The quality and diversity of these captions will significantly impact the system’s performance.

Let’s Test by Finding Captions

Now, I will take an image as input and use our AI Image Recommendation System to find the best captions for the image. Below is the image I am using:

Aman Kharwal: AI Image Caption Recommendation System
aman.png

Now, let’s find the most relevant captions for the image:

from sklearn.metrics.pairwise import cosine_similarity 

best_captions, similarities = image_captioning("/content/aman.png", candidate_captions)

# get the top 5 results
top_n = min(5, len(best_captions))
top_best_captions = best_captions[:top_n]
top_similarities = similarities[:top_n]

print("Top 5 Best Captions:")
for i, (caption, similarity) in enumerate(zip(top_best_captions, top_similarities)):
    print(f"{i+1}. {caption} (Similarity: {similarity:.4f})")
Top 5 Best Captions:
1. Your moment of peace, your daily indulgence. (Similarity: 0.2538)
2. Embrace the moment, one cup at a time. (Similarity: 0.2515)
3. Taste the world, one sip at a time. (Similarity: 0.2495)
4. Unwind and enjoy. (Similarity: 0.2487)
5. Savor the moment of peace. (Similarity: 0.2486)

This is how to use the image_captioning function with an image path and the list of candidate captions. As you can see, it then prints the top 5 best captions along with their similarity scores. This caption recommendation system doesn’t describe the image that an LLM will do. It recommends a relevant caption from a list of captions that you can use on social media platforms.

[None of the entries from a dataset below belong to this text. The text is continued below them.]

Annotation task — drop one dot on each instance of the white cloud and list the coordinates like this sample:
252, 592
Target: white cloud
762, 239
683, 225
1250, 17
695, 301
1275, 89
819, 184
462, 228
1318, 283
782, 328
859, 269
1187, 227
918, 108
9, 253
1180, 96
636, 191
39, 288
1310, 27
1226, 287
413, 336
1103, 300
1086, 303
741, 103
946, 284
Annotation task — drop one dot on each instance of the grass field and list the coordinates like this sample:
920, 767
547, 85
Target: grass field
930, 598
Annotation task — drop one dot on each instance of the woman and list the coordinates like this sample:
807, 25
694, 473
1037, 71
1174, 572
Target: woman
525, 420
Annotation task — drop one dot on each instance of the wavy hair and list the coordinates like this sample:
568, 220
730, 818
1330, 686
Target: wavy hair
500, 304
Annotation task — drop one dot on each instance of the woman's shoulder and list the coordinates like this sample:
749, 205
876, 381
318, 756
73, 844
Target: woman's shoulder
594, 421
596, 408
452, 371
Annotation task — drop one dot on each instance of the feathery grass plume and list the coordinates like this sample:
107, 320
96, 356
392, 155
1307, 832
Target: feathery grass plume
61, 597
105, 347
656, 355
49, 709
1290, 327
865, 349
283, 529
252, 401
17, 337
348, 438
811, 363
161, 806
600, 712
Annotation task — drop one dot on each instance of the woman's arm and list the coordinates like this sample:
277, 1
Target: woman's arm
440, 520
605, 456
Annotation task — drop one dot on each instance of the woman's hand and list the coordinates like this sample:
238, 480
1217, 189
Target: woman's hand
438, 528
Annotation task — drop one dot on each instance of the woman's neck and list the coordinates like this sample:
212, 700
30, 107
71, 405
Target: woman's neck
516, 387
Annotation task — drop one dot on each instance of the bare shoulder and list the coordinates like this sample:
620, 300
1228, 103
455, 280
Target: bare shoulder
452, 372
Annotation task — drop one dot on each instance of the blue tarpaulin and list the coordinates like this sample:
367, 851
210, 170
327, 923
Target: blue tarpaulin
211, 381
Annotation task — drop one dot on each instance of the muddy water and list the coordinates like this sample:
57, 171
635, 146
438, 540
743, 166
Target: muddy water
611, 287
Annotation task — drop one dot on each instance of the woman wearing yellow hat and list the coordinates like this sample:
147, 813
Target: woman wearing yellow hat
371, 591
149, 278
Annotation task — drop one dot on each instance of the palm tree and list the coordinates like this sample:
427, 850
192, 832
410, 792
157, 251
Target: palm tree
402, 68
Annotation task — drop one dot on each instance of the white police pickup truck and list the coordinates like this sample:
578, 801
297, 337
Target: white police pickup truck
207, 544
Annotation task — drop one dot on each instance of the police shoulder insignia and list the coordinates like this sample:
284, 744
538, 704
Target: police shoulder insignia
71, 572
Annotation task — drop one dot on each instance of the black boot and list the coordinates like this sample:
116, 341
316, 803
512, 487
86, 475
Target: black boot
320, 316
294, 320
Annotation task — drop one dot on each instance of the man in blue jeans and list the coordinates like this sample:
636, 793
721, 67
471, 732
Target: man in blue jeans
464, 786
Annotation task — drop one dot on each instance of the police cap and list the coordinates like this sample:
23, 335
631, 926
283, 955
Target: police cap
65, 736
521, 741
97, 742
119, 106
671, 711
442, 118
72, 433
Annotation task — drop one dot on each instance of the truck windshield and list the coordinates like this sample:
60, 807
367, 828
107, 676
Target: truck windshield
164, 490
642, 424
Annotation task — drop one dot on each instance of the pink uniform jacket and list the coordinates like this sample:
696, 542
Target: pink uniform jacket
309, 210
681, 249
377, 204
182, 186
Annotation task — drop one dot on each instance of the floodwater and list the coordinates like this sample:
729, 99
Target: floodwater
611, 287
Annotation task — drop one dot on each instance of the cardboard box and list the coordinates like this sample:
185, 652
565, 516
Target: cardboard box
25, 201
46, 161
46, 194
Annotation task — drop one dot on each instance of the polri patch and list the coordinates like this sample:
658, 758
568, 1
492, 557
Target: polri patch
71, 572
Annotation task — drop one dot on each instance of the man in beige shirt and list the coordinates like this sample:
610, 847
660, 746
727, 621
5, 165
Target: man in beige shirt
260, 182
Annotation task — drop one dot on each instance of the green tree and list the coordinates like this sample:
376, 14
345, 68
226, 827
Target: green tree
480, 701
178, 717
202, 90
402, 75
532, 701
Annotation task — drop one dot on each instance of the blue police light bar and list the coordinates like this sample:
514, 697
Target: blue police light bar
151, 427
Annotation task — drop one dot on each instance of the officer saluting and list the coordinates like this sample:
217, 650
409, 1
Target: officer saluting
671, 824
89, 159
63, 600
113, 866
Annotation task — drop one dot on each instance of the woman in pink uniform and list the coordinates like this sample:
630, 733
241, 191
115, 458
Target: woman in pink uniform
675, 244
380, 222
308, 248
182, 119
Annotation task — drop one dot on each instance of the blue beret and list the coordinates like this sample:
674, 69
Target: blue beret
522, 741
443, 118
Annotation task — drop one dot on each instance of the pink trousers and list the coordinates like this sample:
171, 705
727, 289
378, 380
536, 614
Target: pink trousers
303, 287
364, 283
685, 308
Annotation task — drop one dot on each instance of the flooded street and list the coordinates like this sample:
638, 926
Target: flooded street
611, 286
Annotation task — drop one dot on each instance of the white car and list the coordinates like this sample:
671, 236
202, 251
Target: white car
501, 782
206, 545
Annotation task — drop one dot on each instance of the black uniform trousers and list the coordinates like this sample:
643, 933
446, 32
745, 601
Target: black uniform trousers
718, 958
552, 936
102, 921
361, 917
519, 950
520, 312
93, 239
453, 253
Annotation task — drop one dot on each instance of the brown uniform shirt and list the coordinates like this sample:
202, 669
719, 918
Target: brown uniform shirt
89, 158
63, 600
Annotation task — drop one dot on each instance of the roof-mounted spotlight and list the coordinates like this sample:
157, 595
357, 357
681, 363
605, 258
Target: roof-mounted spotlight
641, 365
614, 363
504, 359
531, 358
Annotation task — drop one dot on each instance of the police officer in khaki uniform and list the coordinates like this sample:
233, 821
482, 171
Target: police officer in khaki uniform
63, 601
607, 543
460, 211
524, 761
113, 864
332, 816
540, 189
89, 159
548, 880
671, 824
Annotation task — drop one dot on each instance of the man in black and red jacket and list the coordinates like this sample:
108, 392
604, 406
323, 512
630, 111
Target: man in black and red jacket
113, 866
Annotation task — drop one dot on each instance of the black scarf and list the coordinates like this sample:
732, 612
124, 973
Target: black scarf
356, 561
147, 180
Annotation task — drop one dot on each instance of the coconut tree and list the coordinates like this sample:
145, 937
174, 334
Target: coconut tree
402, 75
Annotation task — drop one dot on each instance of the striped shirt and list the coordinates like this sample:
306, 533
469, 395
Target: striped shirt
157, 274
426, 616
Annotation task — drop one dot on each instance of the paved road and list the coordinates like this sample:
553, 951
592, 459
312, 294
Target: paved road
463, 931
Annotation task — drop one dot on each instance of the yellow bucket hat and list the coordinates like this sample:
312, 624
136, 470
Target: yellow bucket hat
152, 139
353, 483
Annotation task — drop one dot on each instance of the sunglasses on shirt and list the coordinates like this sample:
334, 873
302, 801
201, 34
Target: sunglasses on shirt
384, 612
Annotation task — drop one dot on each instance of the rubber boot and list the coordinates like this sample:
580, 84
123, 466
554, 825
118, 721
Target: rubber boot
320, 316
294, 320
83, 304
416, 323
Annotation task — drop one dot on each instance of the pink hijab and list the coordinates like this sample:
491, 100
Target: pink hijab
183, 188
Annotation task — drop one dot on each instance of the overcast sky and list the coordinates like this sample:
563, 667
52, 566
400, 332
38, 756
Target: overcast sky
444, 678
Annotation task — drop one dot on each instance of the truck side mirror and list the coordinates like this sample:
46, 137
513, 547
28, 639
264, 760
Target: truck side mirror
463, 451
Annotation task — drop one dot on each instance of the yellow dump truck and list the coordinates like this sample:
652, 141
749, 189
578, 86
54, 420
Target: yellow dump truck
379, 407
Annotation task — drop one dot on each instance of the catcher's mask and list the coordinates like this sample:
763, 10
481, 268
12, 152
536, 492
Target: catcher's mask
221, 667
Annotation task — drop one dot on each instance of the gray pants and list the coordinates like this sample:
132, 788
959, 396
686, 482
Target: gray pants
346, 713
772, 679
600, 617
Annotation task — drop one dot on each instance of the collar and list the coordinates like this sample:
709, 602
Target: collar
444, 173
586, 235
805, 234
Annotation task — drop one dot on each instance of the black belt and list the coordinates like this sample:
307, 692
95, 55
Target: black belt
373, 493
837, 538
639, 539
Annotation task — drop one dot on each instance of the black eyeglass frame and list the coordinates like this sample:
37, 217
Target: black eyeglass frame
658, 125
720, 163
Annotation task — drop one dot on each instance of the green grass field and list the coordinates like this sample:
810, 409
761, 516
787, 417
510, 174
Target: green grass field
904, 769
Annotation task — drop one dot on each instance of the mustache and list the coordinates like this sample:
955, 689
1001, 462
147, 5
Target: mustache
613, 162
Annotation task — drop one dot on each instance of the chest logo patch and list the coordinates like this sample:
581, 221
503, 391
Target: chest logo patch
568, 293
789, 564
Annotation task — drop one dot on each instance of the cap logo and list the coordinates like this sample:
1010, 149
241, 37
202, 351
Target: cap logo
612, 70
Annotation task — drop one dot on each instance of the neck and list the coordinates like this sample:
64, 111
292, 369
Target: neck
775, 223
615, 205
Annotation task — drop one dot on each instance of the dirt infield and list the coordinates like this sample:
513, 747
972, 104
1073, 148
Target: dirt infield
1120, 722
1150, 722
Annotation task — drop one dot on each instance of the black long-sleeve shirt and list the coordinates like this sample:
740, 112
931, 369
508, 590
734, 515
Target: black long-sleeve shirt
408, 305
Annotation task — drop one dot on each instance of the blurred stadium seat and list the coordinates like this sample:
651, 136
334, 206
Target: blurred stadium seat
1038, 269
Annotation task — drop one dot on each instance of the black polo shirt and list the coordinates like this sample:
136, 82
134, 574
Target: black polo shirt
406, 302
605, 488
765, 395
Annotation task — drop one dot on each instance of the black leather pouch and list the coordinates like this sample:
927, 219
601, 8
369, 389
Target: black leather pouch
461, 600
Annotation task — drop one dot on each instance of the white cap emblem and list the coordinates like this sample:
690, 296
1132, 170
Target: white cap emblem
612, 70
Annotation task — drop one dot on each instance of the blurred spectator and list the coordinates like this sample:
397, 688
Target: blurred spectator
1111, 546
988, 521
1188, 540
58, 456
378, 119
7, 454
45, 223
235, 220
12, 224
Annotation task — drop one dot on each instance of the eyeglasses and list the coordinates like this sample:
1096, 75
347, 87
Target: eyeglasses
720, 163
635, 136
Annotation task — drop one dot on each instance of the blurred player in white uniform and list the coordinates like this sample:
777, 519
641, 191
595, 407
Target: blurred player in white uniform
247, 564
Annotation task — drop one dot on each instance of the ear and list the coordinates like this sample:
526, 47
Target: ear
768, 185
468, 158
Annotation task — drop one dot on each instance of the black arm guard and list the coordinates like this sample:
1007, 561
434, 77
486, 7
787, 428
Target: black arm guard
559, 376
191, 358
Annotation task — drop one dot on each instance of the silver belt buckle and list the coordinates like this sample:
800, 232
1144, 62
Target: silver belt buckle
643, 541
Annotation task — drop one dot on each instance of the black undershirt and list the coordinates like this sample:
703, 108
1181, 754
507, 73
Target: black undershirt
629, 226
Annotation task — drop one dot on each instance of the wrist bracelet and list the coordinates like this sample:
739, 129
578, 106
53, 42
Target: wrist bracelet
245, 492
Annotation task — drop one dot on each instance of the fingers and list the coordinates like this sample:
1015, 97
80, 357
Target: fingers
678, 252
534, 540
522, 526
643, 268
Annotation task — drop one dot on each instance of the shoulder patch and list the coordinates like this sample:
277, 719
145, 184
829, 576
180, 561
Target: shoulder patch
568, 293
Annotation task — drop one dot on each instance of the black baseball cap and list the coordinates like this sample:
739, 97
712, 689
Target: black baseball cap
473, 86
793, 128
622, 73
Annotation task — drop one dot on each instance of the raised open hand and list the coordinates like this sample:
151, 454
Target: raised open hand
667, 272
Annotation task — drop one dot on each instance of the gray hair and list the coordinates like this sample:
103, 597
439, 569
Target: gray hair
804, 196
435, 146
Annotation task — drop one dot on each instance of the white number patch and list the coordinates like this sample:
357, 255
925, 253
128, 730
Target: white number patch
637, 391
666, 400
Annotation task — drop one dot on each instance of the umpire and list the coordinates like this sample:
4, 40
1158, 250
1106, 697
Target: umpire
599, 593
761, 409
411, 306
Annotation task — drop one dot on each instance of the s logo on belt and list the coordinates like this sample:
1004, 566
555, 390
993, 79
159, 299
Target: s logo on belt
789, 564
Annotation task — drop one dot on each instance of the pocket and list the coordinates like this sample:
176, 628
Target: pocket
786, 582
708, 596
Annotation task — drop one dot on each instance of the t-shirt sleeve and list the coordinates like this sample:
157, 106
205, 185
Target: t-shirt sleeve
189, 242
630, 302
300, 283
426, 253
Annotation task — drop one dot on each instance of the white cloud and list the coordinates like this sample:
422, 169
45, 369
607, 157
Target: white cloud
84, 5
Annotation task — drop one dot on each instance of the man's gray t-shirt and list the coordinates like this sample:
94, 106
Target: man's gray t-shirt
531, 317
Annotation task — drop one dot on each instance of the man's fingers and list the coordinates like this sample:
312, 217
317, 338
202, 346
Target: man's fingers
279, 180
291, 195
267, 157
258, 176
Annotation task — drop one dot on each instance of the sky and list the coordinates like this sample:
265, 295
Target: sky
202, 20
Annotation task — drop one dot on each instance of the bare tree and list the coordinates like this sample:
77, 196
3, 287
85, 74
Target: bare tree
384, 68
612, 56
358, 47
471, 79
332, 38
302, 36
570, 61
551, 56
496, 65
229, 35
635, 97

If you want to learn more about ML Algorithms, Generative AI and LLMs, my book will help you in your journey. Here are links to find the ebook and paperback versions:

  1. Paperback on Amazon
  2. Affordable Ebook on Google Play

Summary

So, by leveraging CLIP’s ability to create joint image-text embeddings, the system efficiently matches an image to the most similar captions from a pre-defined list, which offers a practical solution for quickly finding relevant captions for platforms like social media. I hope you liked this article on building an AI Image Caption Recommendation System using LLMs and Machine Learning with Python.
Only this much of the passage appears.